Of course it can which is the precise reason the SNB is traded on a stock exchange and reports gains or losses on its balance sheet. Most every central bank is held accountable by political leadership which means a cb cannot endlessly buy up an asset until it bought up all the supply there is and until there cannot exist a seller anymore. As soon as a cb is getting close to that the charade will be one very visible and trust is completely lost in,ironically, the seller/issuer of such asset, not the cb. It would equate to the seller printing money out of thin air leading to a complete devaluation not just of the currency paid for such asset but of the whole structural system around it. By the way the Fed is light years away from becoming the sole owner of treasury securities. But all that does not keep a central bank away from losing money at precisely the point where a cb holds interest rate sensitive securities and pressure to fight expected inflation picks up then a cb will have to realize a loss on the book because at some point they will need to sell back those asset holdings. Of course they could wait until maturity and lie to themselves and the rest of the world that the 100 they get back buys the same toy it bought 30 years ago.

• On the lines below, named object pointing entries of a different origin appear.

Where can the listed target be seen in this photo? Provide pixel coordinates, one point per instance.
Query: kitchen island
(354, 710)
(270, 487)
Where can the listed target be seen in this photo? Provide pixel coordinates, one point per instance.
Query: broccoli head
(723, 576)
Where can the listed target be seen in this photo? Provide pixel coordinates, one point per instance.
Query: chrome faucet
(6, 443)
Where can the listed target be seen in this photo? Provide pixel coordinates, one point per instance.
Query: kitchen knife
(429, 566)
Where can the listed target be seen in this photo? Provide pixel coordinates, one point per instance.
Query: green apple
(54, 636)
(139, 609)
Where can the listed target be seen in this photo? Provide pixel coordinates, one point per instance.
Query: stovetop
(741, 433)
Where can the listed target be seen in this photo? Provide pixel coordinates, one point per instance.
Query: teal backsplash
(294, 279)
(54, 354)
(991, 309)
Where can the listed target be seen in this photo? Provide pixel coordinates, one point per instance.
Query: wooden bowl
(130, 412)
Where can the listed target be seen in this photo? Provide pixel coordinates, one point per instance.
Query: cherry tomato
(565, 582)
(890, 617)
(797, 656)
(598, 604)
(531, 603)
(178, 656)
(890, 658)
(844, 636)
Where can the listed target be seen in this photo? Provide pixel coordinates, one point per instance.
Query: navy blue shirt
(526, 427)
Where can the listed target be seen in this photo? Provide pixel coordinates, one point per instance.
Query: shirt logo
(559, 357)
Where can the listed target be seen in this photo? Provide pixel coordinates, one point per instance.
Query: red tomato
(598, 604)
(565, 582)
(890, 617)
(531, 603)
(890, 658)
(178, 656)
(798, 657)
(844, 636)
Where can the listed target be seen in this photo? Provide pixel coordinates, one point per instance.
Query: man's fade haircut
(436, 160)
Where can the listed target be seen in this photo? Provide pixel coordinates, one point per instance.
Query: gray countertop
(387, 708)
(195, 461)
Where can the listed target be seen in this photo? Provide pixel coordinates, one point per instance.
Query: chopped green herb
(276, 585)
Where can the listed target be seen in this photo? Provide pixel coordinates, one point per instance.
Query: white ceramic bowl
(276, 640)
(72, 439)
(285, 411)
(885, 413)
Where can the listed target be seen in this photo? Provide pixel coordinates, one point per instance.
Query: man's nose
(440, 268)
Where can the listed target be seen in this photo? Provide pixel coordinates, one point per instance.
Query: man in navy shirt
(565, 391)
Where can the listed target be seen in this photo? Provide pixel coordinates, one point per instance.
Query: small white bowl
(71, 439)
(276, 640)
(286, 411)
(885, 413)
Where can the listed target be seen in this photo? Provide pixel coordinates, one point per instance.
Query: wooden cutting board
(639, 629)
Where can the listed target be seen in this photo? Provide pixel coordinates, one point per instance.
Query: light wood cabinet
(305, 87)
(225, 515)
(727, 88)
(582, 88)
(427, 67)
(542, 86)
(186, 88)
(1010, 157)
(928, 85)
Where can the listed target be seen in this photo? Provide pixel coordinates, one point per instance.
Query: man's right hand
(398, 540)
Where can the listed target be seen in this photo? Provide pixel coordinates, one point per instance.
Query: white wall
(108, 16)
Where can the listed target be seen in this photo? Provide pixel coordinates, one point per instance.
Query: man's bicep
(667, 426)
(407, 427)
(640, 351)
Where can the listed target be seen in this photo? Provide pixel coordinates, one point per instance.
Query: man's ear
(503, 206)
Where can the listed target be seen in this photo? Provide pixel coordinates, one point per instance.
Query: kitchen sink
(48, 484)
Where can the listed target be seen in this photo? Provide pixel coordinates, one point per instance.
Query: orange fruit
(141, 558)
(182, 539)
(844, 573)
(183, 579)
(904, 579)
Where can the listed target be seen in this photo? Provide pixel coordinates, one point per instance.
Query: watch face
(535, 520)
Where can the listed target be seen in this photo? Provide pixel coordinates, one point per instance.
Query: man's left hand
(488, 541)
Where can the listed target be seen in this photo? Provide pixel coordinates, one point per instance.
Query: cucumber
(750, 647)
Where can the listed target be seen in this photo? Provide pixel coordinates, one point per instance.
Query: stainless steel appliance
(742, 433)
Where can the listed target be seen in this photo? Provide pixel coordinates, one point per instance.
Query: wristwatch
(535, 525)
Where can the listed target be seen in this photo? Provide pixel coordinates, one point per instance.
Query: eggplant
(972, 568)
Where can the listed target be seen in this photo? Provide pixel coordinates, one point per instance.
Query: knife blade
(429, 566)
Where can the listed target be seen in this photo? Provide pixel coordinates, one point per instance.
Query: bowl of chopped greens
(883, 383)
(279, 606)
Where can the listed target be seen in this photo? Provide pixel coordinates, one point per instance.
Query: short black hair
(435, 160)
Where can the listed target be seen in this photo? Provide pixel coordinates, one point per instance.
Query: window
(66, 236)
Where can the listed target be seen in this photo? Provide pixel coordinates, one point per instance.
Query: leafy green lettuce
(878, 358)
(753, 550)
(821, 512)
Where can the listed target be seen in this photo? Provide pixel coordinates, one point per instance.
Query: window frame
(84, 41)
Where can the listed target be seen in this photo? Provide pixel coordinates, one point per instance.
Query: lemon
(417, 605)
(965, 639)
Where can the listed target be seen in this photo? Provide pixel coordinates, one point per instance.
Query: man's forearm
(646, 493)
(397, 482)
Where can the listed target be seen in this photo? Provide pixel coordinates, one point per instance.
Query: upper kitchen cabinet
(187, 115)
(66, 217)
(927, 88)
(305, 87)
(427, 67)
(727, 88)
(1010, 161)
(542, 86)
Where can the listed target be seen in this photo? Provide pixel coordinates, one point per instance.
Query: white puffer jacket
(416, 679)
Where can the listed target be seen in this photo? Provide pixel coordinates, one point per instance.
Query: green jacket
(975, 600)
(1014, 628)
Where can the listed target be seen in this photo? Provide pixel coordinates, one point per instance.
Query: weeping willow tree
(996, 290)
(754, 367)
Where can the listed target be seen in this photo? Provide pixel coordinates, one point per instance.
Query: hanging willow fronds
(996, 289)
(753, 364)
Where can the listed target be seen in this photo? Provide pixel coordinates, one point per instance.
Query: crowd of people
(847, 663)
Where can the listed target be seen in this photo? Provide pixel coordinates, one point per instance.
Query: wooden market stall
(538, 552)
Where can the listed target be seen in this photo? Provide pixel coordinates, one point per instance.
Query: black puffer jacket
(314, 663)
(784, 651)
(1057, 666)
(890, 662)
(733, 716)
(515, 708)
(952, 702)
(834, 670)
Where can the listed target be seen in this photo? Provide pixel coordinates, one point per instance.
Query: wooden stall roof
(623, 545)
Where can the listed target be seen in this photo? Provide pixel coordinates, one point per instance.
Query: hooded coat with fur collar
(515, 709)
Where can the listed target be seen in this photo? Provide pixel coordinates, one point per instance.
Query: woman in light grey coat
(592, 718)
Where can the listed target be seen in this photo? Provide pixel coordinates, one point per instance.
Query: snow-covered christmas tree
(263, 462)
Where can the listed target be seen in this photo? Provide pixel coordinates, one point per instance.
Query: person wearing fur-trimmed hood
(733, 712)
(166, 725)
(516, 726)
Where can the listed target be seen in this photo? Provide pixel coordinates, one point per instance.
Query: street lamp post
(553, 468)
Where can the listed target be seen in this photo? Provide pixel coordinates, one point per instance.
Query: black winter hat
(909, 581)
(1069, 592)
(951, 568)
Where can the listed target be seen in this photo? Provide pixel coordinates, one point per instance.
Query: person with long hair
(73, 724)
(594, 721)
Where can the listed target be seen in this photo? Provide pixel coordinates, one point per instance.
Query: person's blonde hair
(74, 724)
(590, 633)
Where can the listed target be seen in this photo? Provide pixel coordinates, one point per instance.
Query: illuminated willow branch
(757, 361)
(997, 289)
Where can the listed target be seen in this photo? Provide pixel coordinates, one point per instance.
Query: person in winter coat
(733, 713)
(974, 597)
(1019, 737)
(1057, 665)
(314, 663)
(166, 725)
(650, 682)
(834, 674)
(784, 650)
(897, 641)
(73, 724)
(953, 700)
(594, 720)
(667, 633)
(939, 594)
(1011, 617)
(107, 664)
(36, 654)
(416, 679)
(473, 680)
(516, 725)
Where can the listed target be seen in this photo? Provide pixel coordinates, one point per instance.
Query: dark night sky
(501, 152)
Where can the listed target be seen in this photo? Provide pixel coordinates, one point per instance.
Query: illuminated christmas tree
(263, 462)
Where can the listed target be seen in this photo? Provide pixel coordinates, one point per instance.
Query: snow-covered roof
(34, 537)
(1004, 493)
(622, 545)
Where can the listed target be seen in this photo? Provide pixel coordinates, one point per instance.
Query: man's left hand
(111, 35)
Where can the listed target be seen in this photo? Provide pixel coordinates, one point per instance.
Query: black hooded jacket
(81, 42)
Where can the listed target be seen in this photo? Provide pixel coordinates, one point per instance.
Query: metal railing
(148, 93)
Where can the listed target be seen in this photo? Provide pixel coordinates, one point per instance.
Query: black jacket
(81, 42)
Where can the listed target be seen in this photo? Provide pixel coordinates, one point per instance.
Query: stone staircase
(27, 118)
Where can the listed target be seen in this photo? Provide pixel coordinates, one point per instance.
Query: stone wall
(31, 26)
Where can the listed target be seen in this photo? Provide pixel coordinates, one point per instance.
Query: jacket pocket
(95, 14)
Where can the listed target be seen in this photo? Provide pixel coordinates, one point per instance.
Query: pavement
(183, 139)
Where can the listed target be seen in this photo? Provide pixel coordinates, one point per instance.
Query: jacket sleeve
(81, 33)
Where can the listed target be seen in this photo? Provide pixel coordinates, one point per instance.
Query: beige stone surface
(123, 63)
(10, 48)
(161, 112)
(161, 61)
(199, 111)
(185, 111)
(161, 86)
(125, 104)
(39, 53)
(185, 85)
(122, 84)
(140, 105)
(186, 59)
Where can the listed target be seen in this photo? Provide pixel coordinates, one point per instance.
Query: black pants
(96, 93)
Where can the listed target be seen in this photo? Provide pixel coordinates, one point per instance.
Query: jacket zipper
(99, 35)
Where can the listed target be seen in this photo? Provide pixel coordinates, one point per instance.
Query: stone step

+1... as a matter of fact, Ben Bernanke recently testified to that effect before congress... In the end, the fed will simply hold the bonds until maturity while simultaneously printing money... Don't worry about the devaluation of the U.S. currency, as there's a universal collusion to print money among the world powers... This is necessary to keep the efficacy of the global market (import/export trades & the viability of each respective nation's economy participating in this ruse)... This is the consummate Insider Trading!!! Walt
We are not talking a destruction of the Fed but certainly can the Fed asset holdings suffer losses, either now directly or at maturity through inflation. Either way. High inflation is a real cost to any economy and there is no way inflation will not significantly pick up when a central bank keeps on printing money on such dimension. Central banks in fact book fx gains and losses almost daily through FX trading operations. Prime Brokerage's largest customers are often central banks at least on the currency side of things.
doh doh doh... the tea-party anti-fed-money-printer group misses the point. The Fed prints because that is by design. Banks don't multiply money (in a significant manner) anymore. They merely intermediary base money. Base money is the new M3. And every century banker (worth his salt) knows that. With interest on reserves in place, combined with what will likely be a continued balance sheet recession / debt deflation cycle for the next decade, there is no risk to all of this fiscal-stimulus-free money printing. Put the new money in peoples' hands (instead of bank excess reserves) and then it becomes a risk.